A Green Line trolley leaving Park Street Station rear-ended another trolley that was standing at the platform of Boylston Station shortly before noon today, injuring 35 people, including nine who were immobilized with possible head or neck injuries, authorities said.
The most common injuries were bruises and cuts, Boston EMS officials said. The crash was described as a “shocking impact” by one witness, but officials said none of the injuries appeared to be life-threatening.
He said the cars did not derail and there was no visible damage to them, suggesting that the trolley had not been traveling fast when it rolled into the station.
“[We] don’t know what the speed was, but by initial indications of the types of damage or visual damage it doesn’t look like it was a high-speed impact,” he said. The MBTA is investigating the crash.
The operator of the moving trolley was a 46-year-old man who has been with the T since 2006. He has no accidents on his record. He had started his shift at 11 a.m., said MBTA spokesman Joe Pesaturo.
Rescue workers converged on the station at 11:53 a.m., the fire department said in an official tweet. A triage operation was set up on the sidewalk outside the station to evaluate the injured passengers.
A Globe reporter arriving at the scene saw one person being rolled in a stretcher to an ambulance, others being escorted to a nearby MBTA bus to be checked out, and one man with a bloody shirt being escorted by rescue workers as he held a cloth to his head.
Witness Emily Frachtling, an Emerson College senior who boarded the moving trolley at Park Street, said that when it hit the trolley at the platform it was a “shocking impact.”

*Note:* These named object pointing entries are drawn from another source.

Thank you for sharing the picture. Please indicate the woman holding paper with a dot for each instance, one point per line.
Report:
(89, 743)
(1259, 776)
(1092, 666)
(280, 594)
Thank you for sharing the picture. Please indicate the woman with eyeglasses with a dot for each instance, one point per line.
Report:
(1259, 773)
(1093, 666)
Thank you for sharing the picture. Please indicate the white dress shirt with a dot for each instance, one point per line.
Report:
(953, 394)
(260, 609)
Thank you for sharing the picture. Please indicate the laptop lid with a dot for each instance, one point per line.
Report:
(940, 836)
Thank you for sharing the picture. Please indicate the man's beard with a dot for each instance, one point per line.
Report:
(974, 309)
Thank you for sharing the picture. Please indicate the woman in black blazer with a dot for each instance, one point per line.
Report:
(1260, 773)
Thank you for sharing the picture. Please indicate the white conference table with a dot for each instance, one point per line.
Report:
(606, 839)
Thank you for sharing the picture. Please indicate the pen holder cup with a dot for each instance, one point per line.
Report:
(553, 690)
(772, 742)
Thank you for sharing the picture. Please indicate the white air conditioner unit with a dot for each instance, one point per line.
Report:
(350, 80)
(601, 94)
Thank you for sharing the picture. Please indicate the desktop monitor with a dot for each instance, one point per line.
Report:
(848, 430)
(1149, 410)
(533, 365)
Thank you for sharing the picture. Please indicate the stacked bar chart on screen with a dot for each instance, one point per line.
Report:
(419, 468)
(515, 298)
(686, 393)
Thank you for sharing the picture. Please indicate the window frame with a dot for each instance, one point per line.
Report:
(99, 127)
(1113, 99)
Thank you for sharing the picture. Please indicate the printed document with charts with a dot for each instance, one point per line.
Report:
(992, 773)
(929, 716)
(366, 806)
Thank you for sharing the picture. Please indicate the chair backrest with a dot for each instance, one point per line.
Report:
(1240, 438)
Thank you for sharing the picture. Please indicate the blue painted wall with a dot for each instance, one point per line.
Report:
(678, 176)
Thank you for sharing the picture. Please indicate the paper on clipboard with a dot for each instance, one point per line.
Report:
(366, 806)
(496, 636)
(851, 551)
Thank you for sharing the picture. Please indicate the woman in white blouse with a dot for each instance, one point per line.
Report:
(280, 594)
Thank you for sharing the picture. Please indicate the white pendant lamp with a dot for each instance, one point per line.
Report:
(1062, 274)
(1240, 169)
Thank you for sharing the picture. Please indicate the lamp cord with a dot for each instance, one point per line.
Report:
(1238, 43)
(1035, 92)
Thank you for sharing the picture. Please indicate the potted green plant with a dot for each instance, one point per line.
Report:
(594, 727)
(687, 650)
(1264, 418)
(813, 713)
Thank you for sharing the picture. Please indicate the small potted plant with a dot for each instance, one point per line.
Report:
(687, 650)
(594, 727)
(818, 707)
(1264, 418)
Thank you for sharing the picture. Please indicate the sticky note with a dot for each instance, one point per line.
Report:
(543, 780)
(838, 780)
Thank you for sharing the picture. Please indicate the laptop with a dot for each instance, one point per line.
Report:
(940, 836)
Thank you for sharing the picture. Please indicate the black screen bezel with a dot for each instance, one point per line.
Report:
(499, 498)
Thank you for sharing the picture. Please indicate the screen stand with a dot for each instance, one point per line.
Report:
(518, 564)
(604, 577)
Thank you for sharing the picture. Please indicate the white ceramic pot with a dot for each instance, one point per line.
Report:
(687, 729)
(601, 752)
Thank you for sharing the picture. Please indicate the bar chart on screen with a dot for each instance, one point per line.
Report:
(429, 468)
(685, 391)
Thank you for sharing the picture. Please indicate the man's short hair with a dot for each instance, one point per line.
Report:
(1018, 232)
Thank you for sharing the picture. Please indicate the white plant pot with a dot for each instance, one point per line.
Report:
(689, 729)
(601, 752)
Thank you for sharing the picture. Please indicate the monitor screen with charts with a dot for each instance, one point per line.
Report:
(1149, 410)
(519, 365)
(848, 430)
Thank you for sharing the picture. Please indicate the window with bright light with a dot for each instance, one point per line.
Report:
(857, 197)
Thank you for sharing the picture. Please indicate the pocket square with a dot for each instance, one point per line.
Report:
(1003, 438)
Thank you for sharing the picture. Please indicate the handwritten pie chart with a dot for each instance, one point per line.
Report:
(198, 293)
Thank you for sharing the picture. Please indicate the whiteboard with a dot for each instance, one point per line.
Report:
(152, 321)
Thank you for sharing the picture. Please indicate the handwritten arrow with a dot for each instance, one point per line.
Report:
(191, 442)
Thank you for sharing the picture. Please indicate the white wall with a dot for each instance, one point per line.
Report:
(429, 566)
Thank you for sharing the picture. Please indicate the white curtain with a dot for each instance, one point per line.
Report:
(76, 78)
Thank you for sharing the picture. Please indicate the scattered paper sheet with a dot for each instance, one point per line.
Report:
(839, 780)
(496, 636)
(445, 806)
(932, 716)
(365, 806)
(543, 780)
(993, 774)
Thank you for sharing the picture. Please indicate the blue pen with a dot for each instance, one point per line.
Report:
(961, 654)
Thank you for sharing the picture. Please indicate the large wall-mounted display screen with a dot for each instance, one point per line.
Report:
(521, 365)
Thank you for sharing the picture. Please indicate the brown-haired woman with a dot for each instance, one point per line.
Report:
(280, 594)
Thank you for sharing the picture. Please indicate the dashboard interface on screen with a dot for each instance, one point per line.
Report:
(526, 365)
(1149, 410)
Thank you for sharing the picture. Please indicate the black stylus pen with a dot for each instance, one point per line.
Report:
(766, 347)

She also said she didn’t believe her trolley had braked before the crash. “We did not slow down from Park Street to Boylston and it hit the train,” she said.
“It was just mostly people kind of yelling out in shock and afterwards everyone’s faces were just like, ‘What just happened?’” she said, adding that people in at least her car appeared to be all right.
Witness Elijah Clark Ginsberg said the first E Line trolley was stopped and the doors were open to allow passengers access. When the collision took place, he saw one man get knocked out of the door onto the concrete platform, ending up face down.
He said the volume of passenger traffic was light to moderate. Shortly after the crash, some passengers got off the cars and left the station. Others appeared shocked but had no obvious physical injuries, he said.
“No one seemed really injured except for that one guy, but everyone obviously looked really shocked and kind of terrified,” said Clark Ginsberg, who is studying marketing at Emerson. “It was just the sound of metal crashing together. It was not immediately obvious what it was.”
Two other Emerson students, Tessa Roy and Elliot Friar, observed the scene unfold from their dorm room overlooking the station on Boylston Street. “I normally hear sirens often, but I looked out [my window] and saw hordes of ambulances and fire trucks coming down Boylston,” Roy said. “Once they roped off the area, I knew something had happened.”
Friar said there were numerous emergency personnel outside the station, and their work looked very organized.
“There was a man being evaulated outside of our window. He looked very shaken,” Friar said. “They had to help him sit down, but we couldn’t see if he had any serious injuries.”
The students said they saw people being rolled out on stretchers or wearing neck braces.
The crash forced the station to close for several hours. It had reopened by midafternoon.